You’d think that would go without saying…
…and, B, really knows their craft. In my case, that they really know their cookbook. In a few cases, I would venture to say there have been some ghost writers involved. I love it when they have really done the work themselves, and then their answers are really good.

Suzy Chase perusing the all-time classic cookbook from the editors of Better Homes and Gardens.

Have you considered adding video in the future? A lot of podcasts are also streamed on YouTube.
The main reason people put their podcast on YouTube is strictly for search engine optimization. YouTube is the second largest search engine after Google.

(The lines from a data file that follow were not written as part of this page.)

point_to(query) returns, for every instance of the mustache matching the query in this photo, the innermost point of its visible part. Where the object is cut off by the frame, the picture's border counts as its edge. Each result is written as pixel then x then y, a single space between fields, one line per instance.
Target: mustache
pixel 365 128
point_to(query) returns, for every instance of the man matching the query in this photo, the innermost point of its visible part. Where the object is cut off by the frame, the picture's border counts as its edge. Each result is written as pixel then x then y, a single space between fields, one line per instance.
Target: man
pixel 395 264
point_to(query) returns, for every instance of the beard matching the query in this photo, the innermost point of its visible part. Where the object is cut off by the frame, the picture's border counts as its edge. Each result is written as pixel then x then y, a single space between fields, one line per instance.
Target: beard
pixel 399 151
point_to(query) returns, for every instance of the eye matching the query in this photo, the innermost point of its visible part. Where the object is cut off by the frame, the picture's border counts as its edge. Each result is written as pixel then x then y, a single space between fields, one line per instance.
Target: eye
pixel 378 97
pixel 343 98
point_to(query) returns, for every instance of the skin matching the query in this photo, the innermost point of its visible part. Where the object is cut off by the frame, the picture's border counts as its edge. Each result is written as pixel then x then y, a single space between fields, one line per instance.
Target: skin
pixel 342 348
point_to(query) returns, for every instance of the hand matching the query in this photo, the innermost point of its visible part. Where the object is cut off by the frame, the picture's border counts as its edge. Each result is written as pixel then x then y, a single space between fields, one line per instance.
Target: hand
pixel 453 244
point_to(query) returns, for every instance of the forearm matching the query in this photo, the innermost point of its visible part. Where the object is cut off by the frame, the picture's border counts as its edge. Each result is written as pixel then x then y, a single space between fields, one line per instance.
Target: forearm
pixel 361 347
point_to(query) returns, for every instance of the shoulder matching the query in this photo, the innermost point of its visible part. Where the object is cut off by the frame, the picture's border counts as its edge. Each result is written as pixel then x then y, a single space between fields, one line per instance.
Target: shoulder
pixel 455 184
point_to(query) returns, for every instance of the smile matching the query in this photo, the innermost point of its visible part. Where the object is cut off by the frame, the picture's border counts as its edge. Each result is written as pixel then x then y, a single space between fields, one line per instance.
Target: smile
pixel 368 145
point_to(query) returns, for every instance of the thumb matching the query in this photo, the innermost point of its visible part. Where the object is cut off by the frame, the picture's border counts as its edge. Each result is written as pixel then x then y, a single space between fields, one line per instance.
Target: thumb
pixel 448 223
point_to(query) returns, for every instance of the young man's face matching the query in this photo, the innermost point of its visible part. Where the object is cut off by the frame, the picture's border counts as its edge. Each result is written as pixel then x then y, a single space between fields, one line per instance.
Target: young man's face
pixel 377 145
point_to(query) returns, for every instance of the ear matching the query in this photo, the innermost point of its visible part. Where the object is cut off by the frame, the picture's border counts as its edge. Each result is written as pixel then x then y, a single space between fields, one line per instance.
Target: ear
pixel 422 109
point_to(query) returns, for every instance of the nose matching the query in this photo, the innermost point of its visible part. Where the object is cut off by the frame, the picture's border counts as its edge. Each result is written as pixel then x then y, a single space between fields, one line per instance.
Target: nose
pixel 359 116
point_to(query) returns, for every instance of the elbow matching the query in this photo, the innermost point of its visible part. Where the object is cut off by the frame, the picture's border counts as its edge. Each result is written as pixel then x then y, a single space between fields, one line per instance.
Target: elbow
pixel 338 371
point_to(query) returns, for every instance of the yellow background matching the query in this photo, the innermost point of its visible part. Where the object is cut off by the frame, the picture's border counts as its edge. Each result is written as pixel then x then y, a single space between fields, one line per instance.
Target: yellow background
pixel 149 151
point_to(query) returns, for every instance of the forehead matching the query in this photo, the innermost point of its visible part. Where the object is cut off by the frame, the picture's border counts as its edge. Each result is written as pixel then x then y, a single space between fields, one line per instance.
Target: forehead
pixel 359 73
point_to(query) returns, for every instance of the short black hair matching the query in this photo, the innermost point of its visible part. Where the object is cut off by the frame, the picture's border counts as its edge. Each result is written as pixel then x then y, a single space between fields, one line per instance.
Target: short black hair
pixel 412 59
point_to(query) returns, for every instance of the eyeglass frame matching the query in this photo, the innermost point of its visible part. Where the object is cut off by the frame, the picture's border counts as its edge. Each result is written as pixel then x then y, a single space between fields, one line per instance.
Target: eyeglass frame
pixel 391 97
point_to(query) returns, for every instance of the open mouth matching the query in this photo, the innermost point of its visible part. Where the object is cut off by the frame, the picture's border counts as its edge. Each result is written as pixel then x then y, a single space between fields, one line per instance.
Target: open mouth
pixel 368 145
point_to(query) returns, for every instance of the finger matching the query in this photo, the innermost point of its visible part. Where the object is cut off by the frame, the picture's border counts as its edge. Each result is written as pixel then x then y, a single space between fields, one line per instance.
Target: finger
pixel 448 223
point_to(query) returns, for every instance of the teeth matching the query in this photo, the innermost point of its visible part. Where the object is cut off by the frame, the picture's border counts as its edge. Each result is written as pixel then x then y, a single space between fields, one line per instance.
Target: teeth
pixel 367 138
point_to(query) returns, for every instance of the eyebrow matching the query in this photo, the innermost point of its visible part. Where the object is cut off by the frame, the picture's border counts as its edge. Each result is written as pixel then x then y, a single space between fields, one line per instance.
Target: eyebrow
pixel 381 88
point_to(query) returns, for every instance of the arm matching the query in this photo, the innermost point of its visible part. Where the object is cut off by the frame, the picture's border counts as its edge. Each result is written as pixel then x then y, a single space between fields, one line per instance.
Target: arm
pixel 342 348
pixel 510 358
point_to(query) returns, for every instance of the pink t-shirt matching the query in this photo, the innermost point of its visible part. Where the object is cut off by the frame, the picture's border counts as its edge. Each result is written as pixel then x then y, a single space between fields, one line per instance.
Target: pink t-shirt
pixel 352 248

I will never do video. Audio was my first love, and audio is so much more intimate.

How so?
You can listen to it when you’re walking, when you’re in your car, and it feels like you are the only one in the conversation.

How important is it for a host to have a good-sounding voice?
I think your voice has to sound authentically yours. If you think about Guy Raz or Ira Glass, they both have really weird voices, but it’s their thing. So, you get used to it, and every time you tune it in, you’re like, “Oh, that’s so-and-so.”

What have you learned from your guests on Cookery by the Book about how cooking at home is changing? What are people interested in and not interested in?
I think people are interested in making dishes that you would get at a restaurant, but not too complicated, like Cachio e Pepe (cheese and pepper pasta). That’s not that easy to make the sauce taste just right, which is why we order it at restaurants, but I think people are interested in making it at home, because we’re afraid to eat in restaurants in a pandemic.

What is your relationship now to Kansas City?
I adore Kansas City. When our son was born in 2006, we moved back to Kansas City for a time, to be closer to my mother. We lived in a loft in the River Market and fell in love with Le Fou Frog and (owners) Barbara and Mano [Rafael] and Succotash, Beth Barden’s restaurant.

Gates is my all-time favorite barbecue, Kelly’s [Westport Inn] is my favorite bar, and Westport Flea Market is my favorite place for hamburgers. I also love Harry’s Bar & Tables, City Market Coffee, Harry’s Country Club, The Peanut, Gram & Dun on the Plaza, The Granfalloon, and The Quaff.

Where do you physically keep your cookbooks in your West Village apartment?
They line the wall of my dining room.

If there was a live web cam pointed at the cookbooks, which one would we see you grabbing the most often?
Definitely any Ina Garten cookbook.

Why?
She embodies that idea of a restaurant-quality yet fairly easy-to-make and delicious recipe.

It’s mid-morning now—when and how will your dinner plan come together?
Around 2 o’clock, I’ll have to figure out what’s for dinner, because we eat at 5. I have some pasta and some spinach, so I might make some stuffed shells that my guys will like. Just simple.

Interview condensed and minimally edited for clarity.